Tutti in fila per conoscere le meraviglie del voodoo: dallo sgozzamento rituale del gallo al risveglio notturno degli zombi fino alle celebri bambolette puntaspilli, quelle che secondo qualche profano dovrebbero servire per punire i nemici ovunque si trovino. Un’occasione per riscoprire le meraviglie di Papa Legba, spirito guida sempre pronto a farci fare una chiacchierata con i parenti morti, o per venerare Shango, versione afro di Thor. Senza dimenticare Damballa, la divinità serpente che s’aggira per la jungla.
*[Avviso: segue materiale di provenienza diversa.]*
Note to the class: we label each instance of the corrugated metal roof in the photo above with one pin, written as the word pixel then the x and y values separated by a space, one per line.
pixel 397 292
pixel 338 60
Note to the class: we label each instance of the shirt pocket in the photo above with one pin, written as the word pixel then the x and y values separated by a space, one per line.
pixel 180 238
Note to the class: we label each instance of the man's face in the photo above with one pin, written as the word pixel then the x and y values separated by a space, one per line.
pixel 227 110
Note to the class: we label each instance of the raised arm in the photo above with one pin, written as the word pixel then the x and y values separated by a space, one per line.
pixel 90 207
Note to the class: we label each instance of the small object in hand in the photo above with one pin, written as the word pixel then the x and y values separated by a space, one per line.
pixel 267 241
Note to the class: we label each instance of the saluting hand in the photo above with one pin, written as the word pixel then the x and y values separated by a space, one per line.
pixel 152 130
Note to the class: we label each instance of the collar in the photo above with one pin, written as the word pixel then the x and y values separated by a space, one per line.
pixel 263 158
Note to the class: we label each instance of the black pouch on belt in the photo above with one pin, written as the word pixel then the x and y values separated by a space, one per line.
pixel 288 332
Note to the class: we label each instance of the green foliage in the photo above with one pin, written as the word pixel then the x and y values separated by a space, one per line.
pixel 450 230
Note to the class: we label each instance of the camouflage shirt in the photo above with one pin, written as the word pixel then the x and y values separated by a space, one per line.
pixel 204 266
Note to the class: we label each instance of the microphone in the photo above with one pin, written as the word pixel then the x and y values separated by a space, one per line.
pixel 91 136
Tutto questo si troverà in una mostra che aprirà domani all’Anfiteatro Martesana (Via Agordat 19, dalle 19 alle 23). Fino a qui niente di strano: per quanto possa sembrare a molti singolare, il voodoo è praticato da sessenta milioni di persone ed è ancora oggi la religione ufficiale dello stato africano del Benin, da cui è stata esportata oltreoceano – in particolare ad Haiti – dagli schiavi deportati nelle piantagioni. Un tema curioso, soprattutto se si considera che le citazioni in letteratura e nel cinema non mancano. Molto più difficile riuscire a immaginare perché tutto ciò venga fatto con denaro pubblico.
Palazzo Marino, infatti, ha recentemente deciso di stanziare 950 euro per permettere all’associazione “Compagnia Africana” di organizzare la seconda edizione milanese di questo festival. Il tutto per non mancare un presunto «appuntamento mondiale di studio e di recupero di aspetti importanti delle culture africane e di questa grande religione poco conosciuta in Italia», spiega il Comune sul suo sito, «e esplorare la ritualità e l’apporto culturale del voodoo attraverso le sue forme visibili, considerando le contaminazioni avvenute successivamente all’incontro con la cultura occidentale e con la religione cattolica».
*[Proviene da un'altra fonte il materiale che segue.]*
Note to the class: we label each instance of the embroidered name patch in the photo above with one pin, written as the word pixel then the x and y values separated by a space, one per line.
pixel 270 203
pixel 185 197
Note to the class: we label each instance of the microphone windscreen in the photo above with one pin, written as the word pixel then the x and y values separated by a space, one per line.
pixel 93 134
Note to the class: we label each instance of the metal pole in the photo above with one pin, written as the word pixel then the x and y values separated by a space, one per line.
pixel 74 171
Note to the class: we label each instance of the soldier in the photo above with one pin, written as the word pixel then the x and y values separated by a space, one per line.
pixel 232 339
Il voodoo (o vudù, a seconda dei gusti) è fondamentale. E la nostra amministrazione, pare, sente la necessità di «stimolare le curiosità del pubblico per promuovere un turismo responsabile. Vogliamo rilanciare il nostro concetto di turismo eco solidale». In poche parole: vorremmo diventare l’unica città al mondo che spende soldi per invitare i turisti a recarsi dall’altra parte del mondo, invece che pubblicizzare le proprie bellezze. E questo per dare «sostegno delle attività agricole dei contadini del Benin».
La cifra, certo, è assolutamente modesta. Va considerato, tuttavia, che parliamo della stessa giunta che ha passato gli ultimi anni a lamentare la condizione indecente delle casse comunali, preparandoci così a una lunga serie di rincari sulle tasse comunali e a dismissioni a raffica di quote di società che fino a oggi hanno fatto guadagnare tutti i milanesi. A quanto pare, tuttavia, per le spese – per così dire – discutibili i fondi si trovano sempre.